Guest Blog by Chris Goding, Hodbarrow Field Officer
Following Dave Blackledge’s introduction to the recent LOTE funded habitat works at RSPB Hodbarrow, life at the reserve continues apace. I am one of two Field Officers here over the breeding season, with shared responsibility for surveying adult numbers and productivity of our key species (notably Sandwich, common, and little terns). We also monitor predation events and engage with members of the public about the RSPB’s work at the reserve, its history, and the wildlife found here.
Work was finished on the new island in January this year, complemented by an extension to the eastern side of the main island. The new island has seen modest but encouraging interest from breeding birds, and is currently home to a ringed plover pair (with two chicks) and a single oystercatcher nest as well as 2 common tern nests.
We are hopeful of increased use of the island in future years once the substrate matures. At the time of writing this blog, there are at least 20 common tern pairs on the new extension to the main island, making use of the increased space provided where a small island has been joined to the ‘mainland’, forming a miniature peninsula.
Current trends point to a successful season all round!
The peak count of little tern adults so far this season is 87, with at least 40 pairs, more than triple the number of pairs last year! Twenty six little tern chicks were spotted during a ringing session on the 11th June, the highest count since at least 2017, so we are hopeful of an excellent year for the species here. They appear to be responding particularly well to the application of slag to the concrete surface at their favoured spot, which helps to prevent the accumulation of rainwater around the nests.
Fifty common tern pairs (with a minimum of 40 chicks so far) points to a good year for this species too.
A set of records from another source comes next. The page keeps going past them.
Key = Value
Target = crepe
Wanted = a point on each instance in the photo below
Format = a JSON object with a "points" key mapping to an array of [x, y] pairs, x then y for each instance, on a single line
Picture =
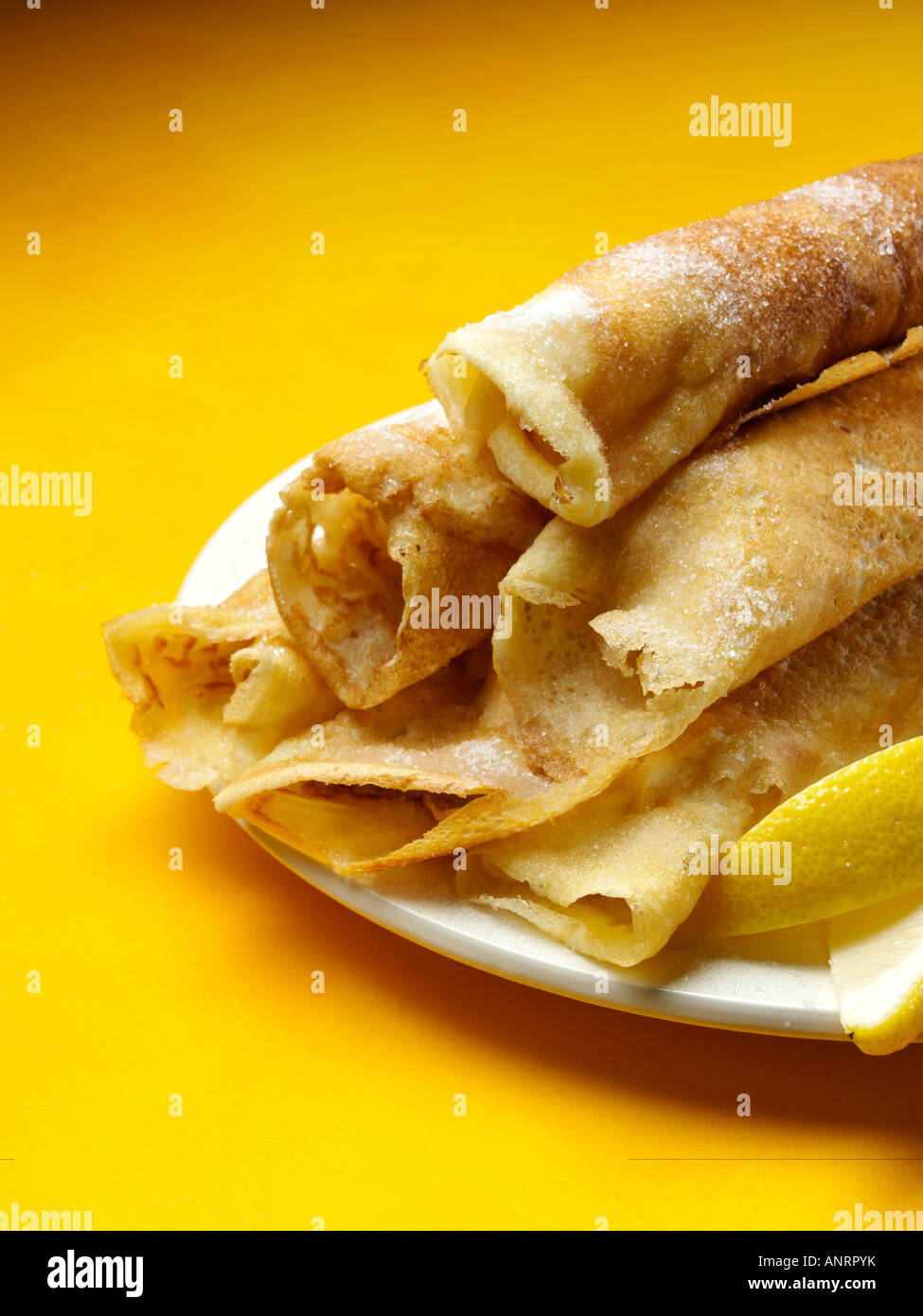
{"points": [[387, 552], [214, 688], [594, 388], [373, 780], [612, 878], [622, 634]]}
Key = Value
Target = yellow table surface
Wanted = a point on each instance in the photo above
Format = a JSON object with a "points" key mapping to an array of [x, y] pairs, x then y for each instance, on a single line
{"points": [[339, 1107]]}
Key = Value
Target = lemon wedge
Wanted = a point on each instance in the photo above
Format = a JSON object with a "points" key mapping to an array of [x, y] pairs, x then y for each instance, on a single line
{"points": [[876, 957], [848, 841]]}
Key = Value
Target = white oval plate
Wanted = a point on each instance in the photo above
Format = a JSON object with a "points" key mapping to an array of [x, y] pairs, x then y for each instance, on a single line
{"points": [[775, 984]]}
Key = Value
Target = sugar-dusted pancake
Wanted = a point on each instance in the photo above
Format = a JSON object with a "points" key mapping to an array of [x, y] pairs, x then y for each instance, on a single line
{"points": [[378, 522], [623, 633], [612, 878], [214, 688], [594, 388]]}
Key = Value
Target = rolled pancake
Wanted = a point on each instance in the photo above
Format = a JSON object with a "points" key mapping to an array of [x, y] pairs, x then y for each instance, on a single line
{"points": [[380, 520], [373, 780], [594, 388], [612, 877], [214, 688], [622, 634]]}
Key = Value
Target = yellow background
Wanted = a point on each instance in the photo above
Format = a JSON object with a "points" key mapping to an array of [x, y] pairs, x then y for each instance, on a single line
{"points": [[155, 982]]}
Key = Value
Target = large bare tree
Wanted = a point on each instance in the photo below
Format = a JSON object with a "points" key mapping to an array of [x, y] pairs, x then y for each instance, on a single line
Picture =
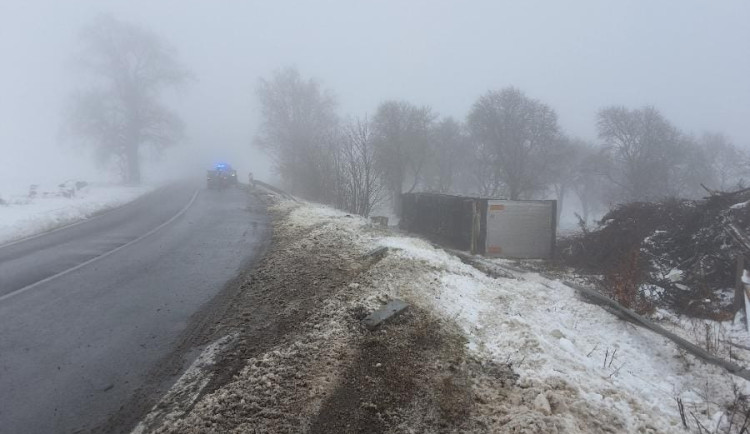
{"points": [[359, 183], [730, 165], [646, 151], [128, 67], [448, 162], [402, 140], [299, 130], [519, 135]]}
Alongside this, at least 300 black headed gull chicks and 200 Sandwich tern chicks means the colony is a busy place.
With time yet for these numbers to increase we are expecting a productive season at Hodbarrow this year.
By Dave Blackledge, RSPB Site Manager - Cumbria Coastal Reserves
RSPB Hodbarrow sits on the edge of the Duddon Estuary in south-west Cumbria. Part of the Morecambe Bay and Duddon Estuary SPA, it was the site of one of Europe’s most productive iron mines in the 19th Century.
As mining operations ceased in 1968, a mixed colony of Sandwich, common and little terns began to nest on the limestone slag by the lagoon formed on the flooded workings. This colony is now of international importance and its position behind the sea wall, protecting the site from storms, high tides and future sea level rise mean it is an integral part of western Europe’s tern network.
Introduction of anti-predator fencing in 2016 immediately reversed the fortunes of the colony after a few years of fox predation, with tern numbers increasing rapidly. In 2018, predator disturbance of the Sandwich tern colony at Cemlyn on Anglesey led to a large influx at Hodbarrow with 1950 pairs, around 15% of the UK population breeding here that year. The fox free breeding islands have also benefitted other shorebirds, with black-headed gulls, eider, tufted duck, ringed plover and oystercatcher all benefitting and increasing in number.
With all this activity concentrated on a single 1.5ha island it became apparent that nesting space was becoming an issue. Little terns in particular, arriving and settling later than many of the other species were being squeezed to the edges of the island, picking sub-optimal nesting sites wherever they were able to find their preferred semi-isolated spot.
Life On The Edge is addressing this problem by creating further protected breeding habitat at Hodbarrow. Around 12500 tonnes of limestone slag from the adjacent slag bank will be dug and transported to increase the size of the current breeding island from 1.5 ha to 2 ha, alongside the creation of a second 0.25ha island.
A further 130m of fencing to protect the new island will also mean that breaching of defences to one island will not give foxes access to the entire breeding area, giving a further level of protection.
Other works include scraping of vegetation and scrub from an artificial flood bank left over from the mining operations. The aim is to provide further nesting opportunities for the SPA designated lesser black-backed gulls along with herring gulls and great black-backed gulls.
The main habitat works on site have progressed well this winter (while complying with the covid-19 guidance) and we now eagerly await the 2021 breeding season to see how the birds respond to the improved and new islands.